Guidelines recommend genetic testing when biochemical evidence suggests AIP (elevated urinary/plasma ALA and PBG). Whole‐gene sequencing identifies pathogenic variants in approximately 95%–99% of cases [31]. In our patient, WES demonstrated a heterozygous pathogenic HMBS variant (Chr11:118962204C> T; c.580C> T [p.Gln194Ter]) expected to cause loss of function via haploinsufficiency, consistent with autosomal dominant AIP; genotype–phenotype correlations remain limited [31]. Although penetrance is low, carriers risk recurrent attacks and chronic complications (hypertension, chronic kidney disease, hepatocellular carcinoma), supporting trigger‐avoidance counseling and cascade testing once the familial variant is known; cascade testing was not performed here because of financial constraints and high genetic testing costs [34, 35].

Although our acute‐phase care included a 10% dextrose infusion, supportive measures, and symptomatic therapy, standard management includes removal of precipitants and prompt intravenous hemin (3–4 mg/kg/day for 3–4 days) to replenish hepatic heme and suppress heme synthesis. Intravenous glucose is an adjunct, particularly for mild attacks or suspected nutritional deficiency. Hemin was unavailable through the national health‐care system, so care relied on glucose, a high‐carbohydrate diet, and supportive therapy focused on analgesia, metabolic correction, and treatment of hypertension and nausea. In recurrent disease, prophylactic hemin, hormonal suppression, or rarely liver transplantation may be considered. Givosiran has recently been approved for treatment and attack prevention with appropriate monitoring and follow‐up [31, 36].

Long‐term management should involve specialist follow‐up with periodic monitoring for chronic complications (hypertension/chronic kidney disease, and liver disease, including hepatocellular carcinoma surveillance).

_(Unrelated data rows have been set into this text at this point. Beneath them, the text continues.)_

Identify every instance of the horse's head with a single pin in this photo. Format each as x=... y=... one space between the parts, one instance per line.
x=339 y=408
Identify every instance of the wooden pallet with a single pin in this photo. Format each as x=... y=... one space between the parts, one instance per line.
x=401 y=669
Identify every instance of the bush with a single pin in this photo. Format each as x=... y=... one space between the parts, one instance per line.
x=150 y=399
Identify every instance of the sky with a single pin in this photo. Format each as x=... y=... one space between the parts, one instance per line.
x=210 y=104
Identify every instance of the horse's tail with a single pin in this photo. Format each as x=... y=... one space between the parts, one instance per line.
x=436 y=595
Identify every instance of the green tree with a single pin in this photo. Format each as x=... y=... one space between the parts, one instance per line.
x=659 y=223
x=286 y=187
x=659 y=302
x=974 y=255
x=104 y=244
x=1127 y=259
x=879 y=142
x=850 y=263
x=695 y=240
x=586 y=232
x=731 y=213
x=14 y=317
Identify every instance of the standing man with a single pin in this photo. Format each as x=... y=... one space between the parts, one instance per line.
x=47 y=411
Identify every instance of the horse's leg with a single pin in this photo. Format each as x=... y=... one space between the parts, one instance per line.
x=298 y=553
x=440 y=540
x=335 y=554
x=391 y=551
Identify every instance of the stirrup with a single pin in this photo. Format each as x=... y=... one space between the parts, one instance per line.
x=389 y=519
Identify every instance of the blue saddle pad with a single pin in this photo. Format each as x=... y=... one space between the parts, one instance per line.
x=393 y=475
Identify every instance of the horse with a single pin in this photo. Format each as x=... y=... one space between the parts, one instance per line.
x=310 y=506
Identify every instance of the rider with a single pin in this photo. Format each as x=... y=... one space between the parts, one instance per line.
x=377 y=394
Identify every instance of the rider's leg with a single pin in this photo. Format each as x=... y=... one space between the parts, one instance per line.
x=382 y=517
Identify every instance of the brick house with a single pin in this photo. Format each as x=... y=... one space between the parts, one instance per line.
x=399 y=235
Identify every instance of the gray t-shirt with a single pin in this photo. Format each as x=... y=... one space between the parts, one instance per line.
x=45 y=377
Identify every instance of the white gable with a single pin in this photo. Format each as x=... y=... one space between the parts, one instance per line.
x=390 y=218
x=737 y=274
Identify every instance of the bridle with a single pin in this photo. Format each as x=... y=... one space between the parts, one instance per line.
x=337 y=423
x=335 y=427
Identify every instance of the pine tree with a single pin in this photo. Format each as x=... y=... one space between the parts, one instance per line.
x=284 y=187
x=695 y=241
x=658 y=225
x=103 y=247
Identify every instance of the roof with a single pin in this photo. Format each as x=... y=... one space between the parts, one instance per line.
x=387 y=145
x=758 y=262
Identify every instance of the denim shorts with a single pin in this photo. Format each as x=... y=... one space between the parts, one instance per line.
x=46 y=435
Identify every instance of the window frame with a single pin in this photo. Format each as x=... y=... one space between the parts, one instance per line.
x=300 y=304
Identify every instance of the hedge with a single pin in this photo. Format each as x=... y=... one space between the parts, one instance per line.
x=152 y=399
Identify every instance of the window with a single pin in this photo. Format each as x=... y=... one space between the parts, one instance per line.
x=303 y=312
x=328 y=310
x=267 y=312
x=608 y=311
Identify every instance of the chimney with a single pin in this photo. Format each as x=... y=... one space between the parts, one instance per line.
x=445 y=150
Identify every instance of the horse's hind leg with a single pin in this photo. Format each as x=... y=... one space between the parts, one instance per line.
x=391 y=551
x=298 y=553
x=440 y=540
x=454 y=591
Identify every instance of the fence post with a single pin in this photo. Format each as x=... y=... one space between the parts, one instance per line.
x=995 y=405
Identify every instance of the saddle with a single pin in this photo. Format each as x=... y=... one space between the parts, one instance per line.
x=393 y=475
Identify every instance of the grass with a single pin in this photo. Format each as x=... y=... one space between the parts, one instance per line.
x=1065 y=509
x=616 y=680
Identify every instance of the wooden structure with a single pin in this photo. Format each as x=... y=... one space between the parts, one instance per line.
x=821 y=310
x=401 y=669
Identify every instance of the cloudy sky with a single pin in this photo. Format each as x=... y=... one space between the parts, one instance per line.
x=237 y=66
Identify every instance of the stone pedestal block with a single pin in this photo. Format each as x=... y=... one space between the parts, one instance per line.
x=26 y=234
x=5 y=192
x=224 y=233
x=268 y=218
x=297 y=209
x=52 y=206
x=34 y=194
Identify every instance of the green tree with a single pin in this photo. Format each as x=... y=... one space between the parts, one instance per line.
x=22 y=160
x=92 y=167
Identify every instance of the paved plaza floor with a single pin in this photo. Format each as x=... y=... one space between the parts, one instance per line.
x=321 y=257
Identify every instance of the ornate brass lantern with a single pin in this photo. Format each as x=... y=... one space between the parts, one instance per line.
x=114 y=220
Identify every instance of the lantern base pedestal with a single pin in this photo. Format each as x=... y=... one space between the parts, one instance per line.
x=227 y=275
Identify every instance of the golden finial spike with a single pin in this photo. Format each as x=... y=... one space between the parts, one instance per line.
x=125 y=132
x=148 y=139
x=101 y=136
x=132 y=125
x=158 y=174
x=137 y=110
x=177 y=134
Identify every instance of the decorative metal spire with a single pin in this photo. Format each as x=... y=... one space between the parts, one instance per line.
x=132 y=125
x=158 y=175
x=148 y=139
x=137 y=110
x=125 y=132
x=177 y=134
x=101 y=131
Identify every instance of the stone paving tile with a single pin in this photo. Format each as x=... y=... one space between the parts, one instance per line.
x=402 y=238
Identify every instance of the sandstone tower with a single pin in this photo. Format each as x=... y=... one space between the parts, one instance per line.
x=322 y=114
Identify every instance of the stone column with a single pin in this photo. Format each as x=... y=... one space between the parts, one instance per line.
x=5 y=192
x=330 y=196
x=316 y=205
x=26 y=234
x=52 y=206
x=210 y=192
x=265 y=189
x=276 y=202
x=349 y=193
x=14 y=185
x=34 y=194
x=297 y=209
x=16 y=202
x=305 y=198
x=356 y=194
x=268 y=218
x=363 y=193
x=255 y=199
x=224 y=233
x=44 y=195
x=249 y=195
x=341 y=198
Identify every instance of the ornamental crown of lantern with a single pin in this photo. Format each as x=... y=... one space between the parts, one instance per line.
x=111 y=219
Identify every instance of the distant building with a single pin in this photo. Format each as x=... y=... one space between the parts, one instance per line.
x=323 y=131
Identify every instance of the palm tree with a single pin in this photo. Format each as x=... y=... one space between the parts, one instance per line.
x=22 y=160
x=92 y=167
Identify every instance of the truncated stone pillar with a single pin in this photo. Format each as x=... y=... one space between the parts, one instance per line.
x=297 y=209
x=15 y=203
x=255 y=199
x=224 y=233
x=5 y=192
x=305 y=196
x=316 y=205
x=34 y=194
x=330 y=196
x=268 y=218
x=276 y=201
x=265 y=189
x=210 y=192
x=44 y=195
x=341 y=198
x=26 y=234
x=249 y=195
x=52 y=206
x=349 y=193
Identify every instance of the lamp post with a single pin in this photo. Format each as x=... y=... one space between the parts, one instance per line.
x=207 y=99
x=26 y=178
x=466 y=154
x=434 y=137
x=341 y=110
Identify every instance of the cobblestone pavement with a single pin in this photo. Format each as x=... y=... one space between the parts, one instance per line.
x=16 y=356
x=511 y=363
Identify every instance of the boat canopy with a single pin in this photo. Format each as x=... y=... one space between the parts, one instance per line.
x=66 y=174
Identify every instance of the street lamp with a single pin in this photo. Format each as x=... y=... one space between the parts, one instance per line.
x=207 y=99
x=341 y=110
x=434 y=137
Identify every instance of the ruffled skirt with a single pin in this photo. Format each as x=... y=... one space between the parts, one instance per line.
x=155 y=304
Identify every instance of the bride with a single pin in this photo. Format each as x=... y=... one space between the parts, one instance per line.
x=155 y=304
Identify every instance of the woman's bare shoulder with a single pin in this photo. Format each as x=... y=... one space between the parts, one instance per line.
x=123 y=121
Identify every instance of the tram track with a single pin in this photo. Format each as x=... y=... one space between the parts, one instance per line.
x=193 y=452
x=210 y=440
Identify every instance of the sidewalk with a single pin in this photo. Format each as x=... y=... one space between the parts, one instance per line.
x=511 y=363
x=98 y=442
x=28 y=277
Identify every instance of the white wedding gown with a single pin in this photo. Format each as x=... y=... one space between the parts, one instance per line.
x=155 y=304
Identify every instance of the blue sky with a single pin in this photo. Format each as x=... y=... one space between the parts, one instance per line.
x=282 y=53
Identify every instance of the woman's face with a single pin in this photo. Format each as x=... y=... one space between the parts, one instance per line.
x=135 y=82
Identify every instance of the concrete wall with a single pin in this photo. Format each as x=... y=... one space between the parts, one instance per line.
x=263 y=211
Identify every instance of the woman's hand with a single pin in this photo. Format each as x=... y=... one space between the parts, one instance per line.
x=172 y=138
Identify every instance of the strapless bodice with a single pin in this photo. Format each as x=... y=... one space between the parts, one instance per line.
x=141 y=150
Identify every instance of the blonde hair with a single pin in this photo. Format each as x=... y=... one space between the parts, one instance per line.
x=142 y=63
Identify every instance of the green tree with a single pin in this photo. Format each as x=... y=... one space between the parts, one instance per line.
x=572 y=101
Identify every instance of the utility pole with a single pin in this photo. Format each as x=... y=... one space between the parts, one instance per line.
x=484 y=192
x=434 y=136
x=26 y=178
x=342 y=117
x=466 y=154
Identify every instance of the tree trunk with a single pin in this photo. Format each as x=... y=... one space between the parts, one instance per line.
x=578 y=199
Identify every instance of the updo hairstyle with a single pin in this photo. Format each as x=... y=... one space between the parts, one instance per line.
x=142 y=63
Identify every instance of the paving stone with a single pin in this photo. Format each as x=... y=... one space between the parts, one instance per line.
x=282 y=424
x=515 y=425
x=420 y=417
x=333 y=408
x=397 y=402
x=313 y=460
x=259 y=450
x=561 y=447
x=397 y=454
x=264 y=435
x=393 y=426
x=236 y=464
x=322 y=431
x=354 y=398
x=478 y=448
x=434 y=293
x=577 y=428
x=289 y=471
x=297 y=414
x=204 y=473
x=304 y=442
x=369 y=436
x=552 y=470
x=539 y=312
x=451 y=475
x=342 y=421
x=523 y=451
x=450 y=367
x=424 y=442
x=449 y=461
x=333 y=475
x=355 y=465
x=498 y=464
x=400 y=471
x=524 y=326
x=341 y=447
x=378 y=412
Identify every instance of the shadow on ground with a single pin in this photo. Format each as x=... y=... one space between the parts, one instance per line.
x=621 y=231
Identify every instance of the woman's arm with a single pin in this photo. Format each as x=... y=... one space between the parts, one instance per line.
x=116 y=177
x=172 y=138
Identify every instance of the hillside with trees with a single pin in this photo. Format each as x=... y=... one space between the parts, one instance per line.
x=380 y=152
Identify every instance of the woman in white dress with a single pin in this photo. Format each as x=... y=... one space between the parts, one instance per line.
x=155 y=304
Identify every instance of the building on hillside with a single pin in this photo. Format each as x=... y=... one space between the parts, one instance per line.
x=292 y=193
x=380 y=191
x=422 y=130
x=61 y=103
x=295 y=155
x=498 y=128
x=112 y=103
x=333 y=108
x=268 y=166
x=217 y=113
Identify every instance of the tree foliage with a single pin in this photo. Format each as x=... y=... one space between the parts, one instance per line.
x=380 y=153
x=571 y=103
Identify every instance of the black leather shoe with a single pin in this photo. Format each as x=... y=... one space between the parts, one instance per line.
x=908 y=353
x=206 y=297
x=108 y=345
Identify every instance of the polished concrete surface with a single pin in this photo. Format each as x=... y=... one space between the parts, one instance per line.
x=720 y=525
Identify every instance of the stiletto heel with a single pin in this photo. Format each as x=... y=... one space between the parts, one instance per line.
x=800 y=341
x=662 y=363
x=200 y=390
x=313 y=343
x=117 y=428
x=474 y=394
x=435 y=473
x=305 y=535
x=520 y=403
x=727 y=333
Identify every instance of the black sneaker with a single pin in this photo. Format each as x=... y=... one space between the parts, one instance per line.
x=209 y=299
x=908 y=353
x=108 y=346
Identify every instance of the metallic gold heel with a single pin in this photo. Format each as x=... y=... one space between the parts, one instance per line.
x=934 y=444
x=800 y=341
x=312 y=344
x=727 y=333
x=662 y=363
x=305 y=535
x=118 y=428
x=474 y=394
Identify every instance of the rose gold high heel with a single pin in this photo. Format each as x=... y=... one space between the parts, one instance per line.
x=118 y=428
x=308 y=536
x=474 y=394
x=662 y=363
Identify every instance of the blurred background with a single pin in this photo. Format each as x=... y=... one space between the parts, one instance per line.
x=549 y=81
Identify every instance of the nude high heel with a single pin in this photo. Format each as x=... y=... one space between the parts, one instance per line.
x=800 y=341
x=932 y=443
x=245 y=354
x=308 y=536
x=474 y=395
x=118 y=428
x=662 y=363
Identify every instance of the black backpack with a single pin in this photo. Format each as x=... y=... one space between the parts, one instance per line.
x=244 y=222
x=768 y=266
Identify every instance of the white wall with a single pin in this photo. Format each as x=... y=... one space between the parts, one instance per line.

For recurrent attacks, prophylaxis with scheduled intravenous hemin or monthly givosiran should be considered, alongside counseling to avoid porphyrinogenic medications, alcohol, and fasting/crash dieting [31, 34].

Author Contributions

Payman Sadeghi: project administration, writing – original draft. Masood Ghahvechi Akbari: investigation. Seyed Abbas Hassani: investigation. Hosein Alimadadi: investigation. Morteza Heidari: investigation. Vahid Ziaee: conceptualization, supervision, writing – review and editing.

Funding

The authors have nothing to report.

Ethics Statement

This study adhered to the principles of medical ethics.

Consent

Written informed consent was obtained from the patient's parents to publish this report, in accordance with the journal's patient consent policy.

Conflicts of Interest

The authors declare no conflicts of interest.

Acknowledgments

The authors thank the Karimi Nejad‐Najmabadi Pathology & Genetic Center (www.irangenepath.com) for assistance with genetic study analysis and interpretation. The authors declare that all tables and figures presented in this article are original. Furthermore, because English is not the authors' first language, they used AI‐assisted language editing to improve clarity and grammar.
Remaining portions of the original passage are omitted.